Laporan Wartawan TribunPalu.com, Abdul Humul Faaiz

TRIBUNPALU.COM, PARIGI MOUTONG - Dua kejadian kebakaran hutan dan lahan (Karhutla) terjadi di wilayah Kabupaten Parigi Moutong, Sulawesi Tengah, pada Jumat (6/3/2026).

Kebakaran tersebut masing-masing terjadi di Desa Baliara, Kecamatan Parigi Barat, serta Desa Avolua, Kecamatan Parigi Utara.

Berdasarkan laporan Pusat Pengendalian Operasi Penanggulangan Bencana (Pusdalops) BPBD Parigi Moutong, kejadian pertama terjadi di Desa Baliara.

Peristiwa itu dilaporkan pada pukul 11.50 Wita setelah api mulai membakar area lahan sekitar pukul 10.45 Wita.

Petugas pemadam kebakaran bersama aparat desa, Babinsa, Bhabinkamtibmas, serta masyarakat setempat langsung melakukan upaya pemadaman.

Setelah beberapa waktu dilakukan penanganan, api akhirnya berhasil dipadamkan.

Baca juga: Wabup Sigi Bahas Kerja Sama Program Sosial dan Peningkatan Layanan Kesehatan

Namun, pada malam hari di tanggal yang sama, kebakaran kembali dilaporkan terjadi di wilayah berbeda.

Kebakaran hutan dan lahan dilaporkan terjadi di Desa Avolua, Kecamatan Parigi Utara.

Laporan diterima Pusdalops BPBD Parigi Moutong pada pukul 21.26 Wita, sementara kejadian diperkirakan mulai terjadi sekitar pukul 20.50 Wita.

Api Karhutla di Avolua Parigi Mout Merambat Turun ke Perkebunan Warga
Dua kejadian kebakaran hutan dan lahan (Karhutla) terjadi di wilayah Kabupaten Parigi Moutong, Sulawesi Tengah, pada Jumat (6/3/2026). (Handover)

Tim gabungan dari BPBD, Damkar Parigi Moutong, aparat desa, Babinsa, dan Bhabinkamtibmas langsung melakukan koordinasi untuk penanganan di lapangan.
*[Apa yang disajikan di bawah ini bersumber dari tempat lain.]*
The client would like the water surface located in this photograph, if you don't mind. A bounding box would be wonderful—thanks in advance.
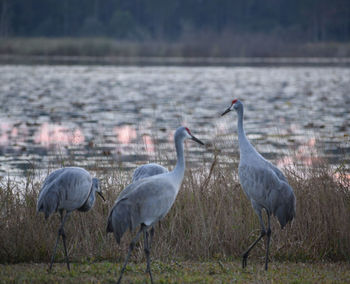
[0,65,350,176]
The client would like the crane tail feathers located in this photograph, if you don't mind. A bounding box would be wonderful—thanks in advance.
[37,193,58,219]
[274,191,296,229]
[106,202,132,244]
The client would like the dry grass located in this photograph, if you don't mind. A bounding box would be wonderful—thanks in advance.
[0,153,350,263]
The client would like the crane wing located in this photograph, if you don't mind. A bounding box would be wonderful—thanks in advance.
[132,163,169,182]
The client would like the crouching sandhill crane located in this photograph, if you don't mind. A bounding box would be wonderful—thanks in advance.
[221,100,295,270]
[107,127,204,283]
[132,163,169,183]
[36,167,104,270]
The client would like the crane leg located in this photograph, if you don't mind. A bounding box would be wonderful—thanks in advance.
[142,225,154,284]
[149,226,154,250]
[242,211,266,268]
[49,211,70,271]
[265,212,271,271]
[117,226,143,284]
[61,212,70,271]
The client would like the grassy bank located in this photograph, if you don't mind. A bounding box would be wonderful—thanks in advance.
[0,36,350,64]
[0,153,350,263]
[0,260,350,283]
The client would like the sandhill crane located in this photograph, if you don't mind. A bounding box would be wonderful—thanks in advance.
[221,100,296,270]
[36,167,105,270]
[107,127,204,283]
[132,163,169,183]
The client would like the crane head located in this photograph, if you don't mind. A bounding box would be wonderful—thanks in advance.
[221,99,238,116]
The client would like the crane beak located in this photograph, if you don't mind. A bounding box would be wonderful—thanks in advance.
[221,107,231,116]
[97,191,106,201]
[191,135,204,145]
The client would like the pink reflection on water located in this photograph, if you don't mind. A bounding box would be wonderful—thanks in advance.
[114,125,136,144]
[277,137,321,167]
[0,122,11,146]
[0,122,28,147]
[34,122,85,147]
[333,172,350,188]
[142,134,155,154]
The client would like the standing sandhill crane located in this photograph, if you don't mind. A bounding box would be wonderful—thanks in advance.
[107,127,204,283]
[221,100,296,270]
[132,163,169,183]
[36,167,105,270]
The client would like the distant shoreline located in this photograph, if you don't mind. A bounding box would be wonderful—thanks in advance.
[0,38,350,67]
[0,54,350,67]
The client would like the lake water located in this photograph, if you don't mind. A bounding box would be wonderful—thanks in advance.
[0,65,350,176]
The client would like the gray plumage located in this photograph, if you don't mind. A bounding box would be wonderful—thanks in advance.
[222,100,296,270]
[36,167,103,269]
[107,127,203,283]
[132,163,169,183]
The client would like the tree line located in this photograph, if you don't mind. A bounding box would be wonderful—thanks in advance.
[0,0,350,42]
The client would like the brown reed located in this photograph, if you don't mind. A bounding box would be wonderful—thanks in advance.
[0,153,350,263]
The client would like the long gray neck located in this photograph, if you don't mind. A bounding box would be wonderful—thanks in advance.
[237,105,254,156]
[171,137,185,190]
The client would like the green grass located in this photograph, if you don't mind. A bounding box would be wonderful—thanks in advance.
[0,260,350,283]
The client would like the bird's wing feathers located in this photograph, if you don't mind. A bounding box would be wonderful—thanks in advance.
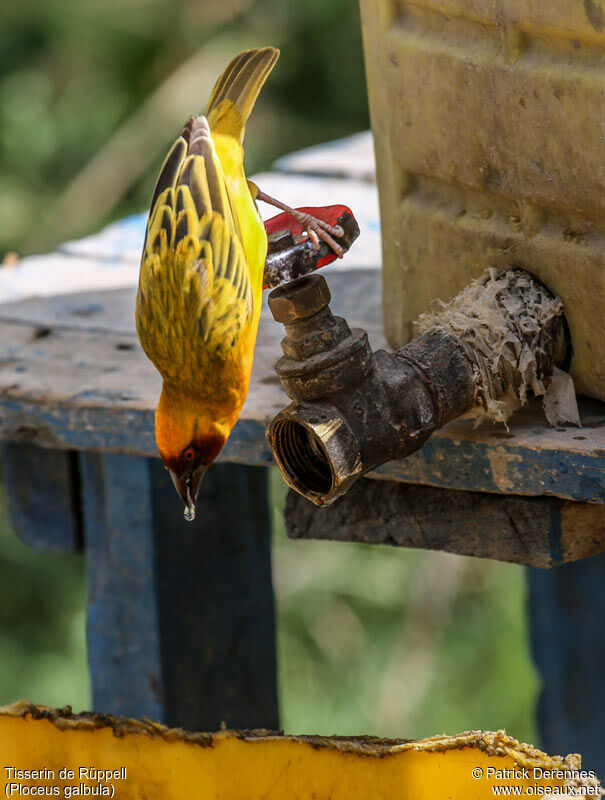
[206,47,279,143]
[137,117,254,378]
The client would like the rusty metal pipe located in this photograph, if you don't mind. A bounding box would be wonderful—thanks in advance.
[267,271,569,506]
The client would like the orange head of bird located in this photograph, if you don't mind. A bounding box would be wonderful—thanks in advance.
[155,387,230,520]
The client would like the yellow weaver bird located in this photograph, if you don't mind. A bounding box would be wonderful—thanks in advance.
[136,47,342,519]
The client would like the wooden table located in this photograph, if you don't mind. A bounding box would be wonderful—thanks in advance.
[0,134,605,771]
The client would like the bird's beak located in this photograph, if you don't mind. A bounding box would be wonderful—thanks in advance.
[169,464,206,522]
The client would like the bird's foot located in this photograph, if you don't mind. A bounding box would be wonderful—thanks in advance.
[290,210,344,258]
[248,190,344,258]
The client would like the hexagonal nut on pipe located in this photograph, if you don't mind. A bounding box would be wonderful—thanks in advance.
[267,403,363,506]
[268,275,332,325]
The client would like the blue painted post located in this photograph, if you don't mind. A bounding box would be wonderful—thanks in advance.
[528,553,605,777]
[0,442,82,553]
[81,453,278,730]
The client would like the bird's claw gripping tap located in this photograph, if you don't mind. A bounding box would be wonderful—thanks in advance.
[263,205,359,289]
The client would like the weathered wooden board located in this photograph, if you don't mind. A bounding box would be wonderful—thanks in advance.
[286,479,605,568]
[0,270,605,502]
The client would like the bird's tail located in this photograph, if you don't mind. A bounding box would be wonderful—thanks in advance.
[206,47,279,142]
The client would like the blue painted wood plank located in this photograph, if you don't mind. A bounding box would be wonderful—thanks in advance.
[81,453,278,730]
[527,553,605,776]
[0,442,82,553]
[80,453,165,721]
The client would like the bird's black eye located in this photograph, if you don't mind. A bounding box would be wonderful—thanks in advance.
[183,447,197,462]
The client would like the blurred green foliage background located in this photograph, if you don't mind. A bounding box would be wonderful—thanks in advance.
[0,0,537,741]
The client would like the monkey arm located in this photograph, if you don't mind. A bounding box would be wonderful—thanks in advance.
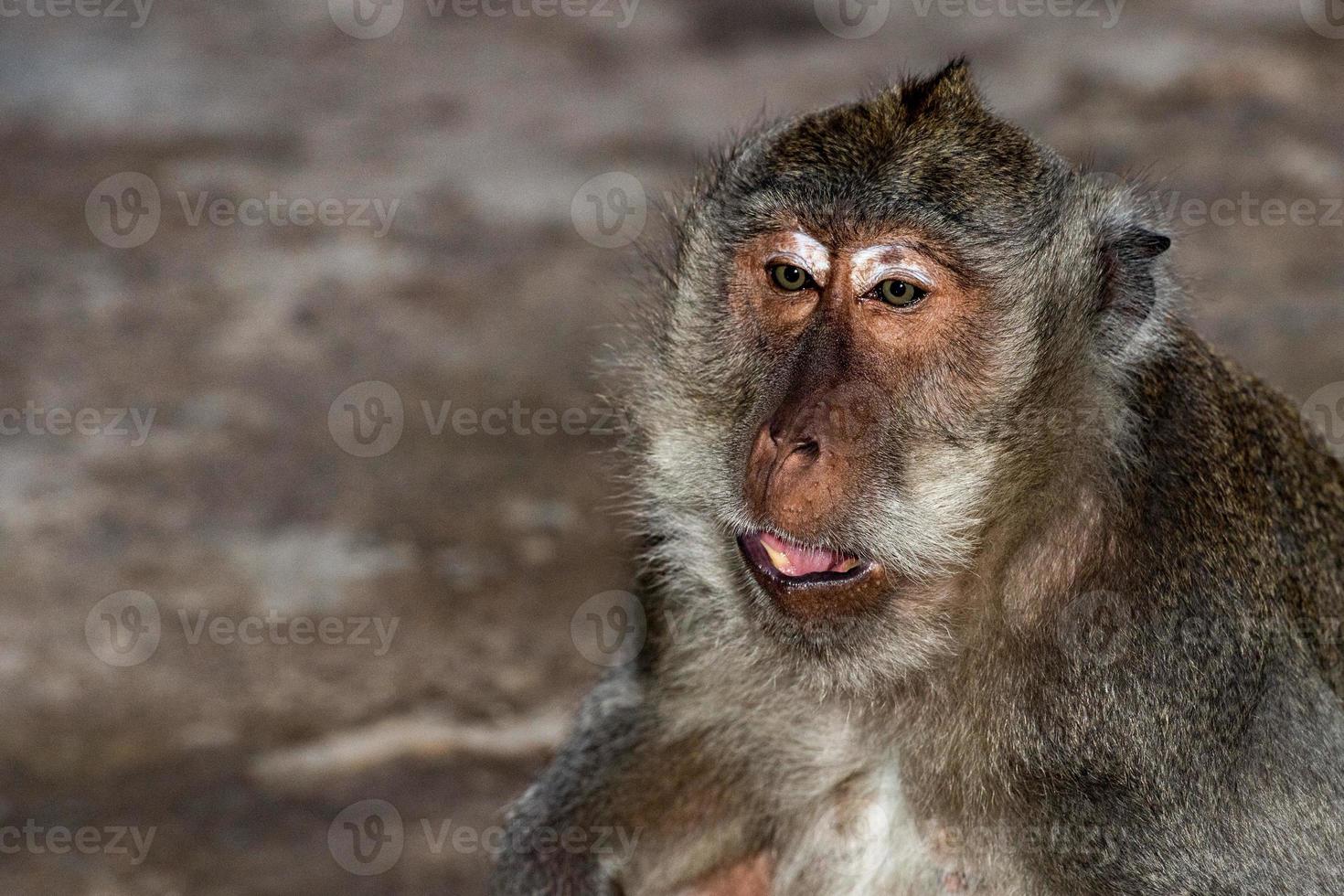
[489,667,644,896]
[489,664,770,896]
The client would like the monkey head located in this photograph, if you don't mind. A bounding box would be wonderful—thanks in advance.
[635,63,1169,682]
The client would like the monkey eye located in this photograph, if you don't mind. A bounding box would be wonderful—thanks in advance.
[769,263,816,293]
[874,280,929,307]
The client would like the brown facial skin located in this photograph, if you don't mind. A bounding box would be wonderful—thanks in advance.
[729,227,981,616]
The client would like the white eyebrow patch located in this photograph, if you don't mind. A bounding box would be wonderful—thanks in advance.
[770,231,830,284]
[849,243,933,293]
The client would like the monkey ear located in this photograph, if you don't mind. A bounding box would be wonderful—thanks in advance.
[1097,224,1172,332]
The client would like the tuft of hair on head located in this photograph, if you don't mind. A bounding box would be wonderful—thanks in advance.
[892,57,986,112]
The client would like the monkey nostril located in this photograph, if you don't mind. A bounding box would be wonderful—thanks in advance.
[789,437,821,461]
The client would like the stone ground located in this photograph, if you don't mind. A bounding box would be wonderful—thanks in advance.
[0,0,1344,896]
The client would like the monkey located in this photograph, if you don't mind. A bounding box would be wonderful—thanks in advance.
[491,59,1344,896]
Namun hingga laporan terakhir diterima, api masih belum berhasil dipadamkan.

Kendala utama yang dihadapi tim adalah sulitnya akses menuju titik lokasi kebakaran.

Baca juga: Dekatkan Diri dengan Masyarakat, Polsek Bokat Buol Bagikan Puluhan Paket Takjil di Depan Mako

Petugas belum dapat membawa kendaraan pemadam ke lokasi karena tidak tersedianya jalur akses yang memadai.

BPBD Parigi Moutong menyebutkan luas area kebakaran serta dampak yang ditimbulkan masih dalam proses pendataan.

Tim di lapangan saat ini masih berupaya melakukan pemadaman dengan peralatan yang tersedia, termasuk menggunakan tangki semprot gendong.

Hingga saat ini, penyebab dua kebakaran hutan dan lahan tersebut masih belum diketahui.

Pihak BPBD mengimbau masyarakat agar tidak membuka lahan dengan cara membakar karena berpotensi memicu kebakaran lebih luas, terutama saat kondisi cuaca kering.